Einundachtzig Jahre nach der sogenannten Machtergreifung der Nationalsozialisten sind die zwi­schen 1933 und 1945 von Deutschen verübten monströsen Verbrechen und ihre Nachwirkungen noch immer präsent. Der Schwabinger Kunstfund vom Herbst 2013, der die brisanten Verstrickun­gen des verstorbenen NS-Kunsthändlers Gurlitt senior und seines inzwischen hochbetagten Sohnes Cornelius zutage förderte, ist nur eines von vielen Beispielen für jene zahllosen NS-Hypotheken, die nicht vergehen wollen. In ihrer Folge ist jetzt auch eine Debatte um die in deutschen Muse­en und Privatsammlungen verbliebenen Raub- und Beutekunstwerke entbrannt.

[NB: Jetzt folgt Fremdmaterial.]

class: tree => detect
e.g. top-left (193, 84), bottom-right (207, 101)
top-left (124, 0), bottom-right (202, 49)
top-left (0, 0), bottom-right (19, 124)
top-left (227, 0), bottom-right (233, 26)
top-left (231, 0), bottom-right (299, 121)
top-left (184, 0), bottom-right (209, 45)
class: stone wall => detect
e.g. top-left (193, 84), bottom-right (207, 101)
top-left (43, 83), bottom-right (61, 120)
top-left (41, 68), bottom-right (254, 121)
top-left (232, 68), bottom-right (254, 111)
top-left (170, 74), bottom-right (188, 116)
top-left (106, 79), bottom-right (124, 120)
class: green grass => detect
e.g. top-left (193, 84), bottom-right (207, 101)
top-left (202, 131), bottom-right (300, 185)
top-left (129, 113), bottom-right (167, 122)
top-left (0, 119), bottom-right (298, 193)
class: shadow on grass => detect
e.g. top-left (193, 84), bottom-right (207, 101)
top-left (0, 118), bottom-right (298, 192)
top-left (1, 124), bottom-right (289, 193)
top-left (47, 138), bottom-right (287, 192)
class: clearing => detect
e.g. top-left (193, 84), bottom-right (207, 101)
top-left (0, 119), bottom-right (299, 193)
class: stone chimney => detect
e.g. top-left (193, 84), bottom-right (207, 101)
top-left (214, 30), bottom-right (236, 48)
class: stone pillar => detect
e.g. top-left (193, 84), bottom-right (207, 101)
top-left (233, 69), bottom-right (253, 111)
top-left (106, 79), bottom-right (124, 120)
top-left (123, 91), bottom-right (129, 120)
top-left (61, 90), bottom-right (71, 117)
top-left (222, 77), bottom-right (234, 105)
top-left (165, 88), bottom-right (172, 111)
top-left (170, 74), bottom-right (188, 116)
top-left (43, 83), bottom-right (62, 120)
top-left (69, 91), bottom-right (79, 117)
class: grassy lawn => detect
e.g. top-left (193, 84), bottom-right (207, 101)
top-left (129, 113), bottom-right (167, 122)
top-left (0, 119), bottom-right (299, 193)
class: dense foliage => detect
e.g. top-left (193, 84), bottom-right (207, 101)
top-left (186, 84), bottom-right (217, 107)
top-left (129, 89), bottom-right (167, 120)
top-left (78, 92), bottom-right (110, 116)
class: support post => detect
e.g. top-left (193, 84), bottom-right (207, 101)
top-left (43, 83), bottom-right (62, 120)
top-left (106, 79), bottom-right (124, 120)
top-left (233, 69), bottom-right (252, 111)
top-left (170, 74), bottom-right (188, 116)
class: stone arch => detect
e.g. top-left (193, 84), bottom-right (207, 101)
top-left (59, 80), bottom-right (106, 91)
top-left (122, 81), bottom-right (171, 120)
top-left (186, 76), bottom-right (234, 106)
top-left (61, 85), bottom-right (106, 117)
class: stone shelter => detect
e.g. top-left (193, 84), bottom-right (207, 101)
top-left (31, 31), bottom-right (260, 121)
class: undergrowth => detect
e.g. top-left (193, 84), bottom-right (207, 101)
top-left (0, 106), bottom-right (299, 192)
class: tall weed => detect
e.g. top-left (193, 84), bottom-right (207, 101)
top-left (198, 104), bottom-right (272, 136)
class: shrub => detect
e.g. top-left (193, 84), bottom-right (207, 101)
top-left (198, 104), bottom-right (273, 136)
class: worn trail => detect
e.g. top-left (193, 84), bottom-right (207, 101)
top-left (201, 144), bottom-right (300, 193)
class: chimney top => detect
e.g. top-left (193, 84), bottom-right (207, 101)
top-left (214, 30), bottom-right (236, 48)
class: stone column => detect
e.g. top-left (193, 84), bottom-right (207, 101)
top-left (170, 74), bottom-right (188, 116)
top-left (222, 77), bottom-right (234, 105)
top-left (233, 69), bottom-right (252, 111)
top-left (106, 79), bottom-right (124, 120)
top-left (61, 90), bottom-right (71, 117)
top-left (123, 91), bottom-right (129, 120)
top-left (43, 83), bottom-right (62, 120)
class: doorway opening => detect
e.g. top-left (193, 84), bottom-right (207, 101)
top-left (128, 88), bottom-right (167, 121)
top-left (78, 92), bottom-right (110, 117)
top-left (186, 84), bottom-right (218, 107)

Im Fokus stehen dabei nicht in erster Linie moralische Erwägungen, sondern grundlegende Fragen von Recht und Unrecht: Eigentum ist gestohlen worden und muss den rechtmäßigen Besitzern zurückgegeben werden. Gleichwohl lassen sich die beschämenden Versäumnisse von einst und heute nicht aufein paar zwielichtige Kunsthändler und -sammler beschränken. Mitschuldig an dem veritablen Skandal sind auch staatliche Museen, die die zaghaften Auf klärungsbemühungen zur Rückgabe gestohlener Werke mit bürokratischer Präzision hintertreiben – ganz zu schweigen von jenen staatlichen Stellen in Deutschland, die es bis heute unterlassen, ein Gesetz zur Rückgabe geraubter Kunstwerke auf den Weg zu bringen. In einer Veranstaltung des Moses Mendelssohn Zentrums für europäisch-jüdische Studien und der Stiftung Topographie des Terrors auf dem Gelände der ehemaligen Zentralen der Geheimen Staatspolizei, der SS und des Reichssicherheitshauptamts in der Berliner Niederkirch­nerstraße unternahmen am 30. Januar 2014 verschiedene Redner den Versuch, Licht in das Dunkel der komplizierten Vorgänge zu bringen.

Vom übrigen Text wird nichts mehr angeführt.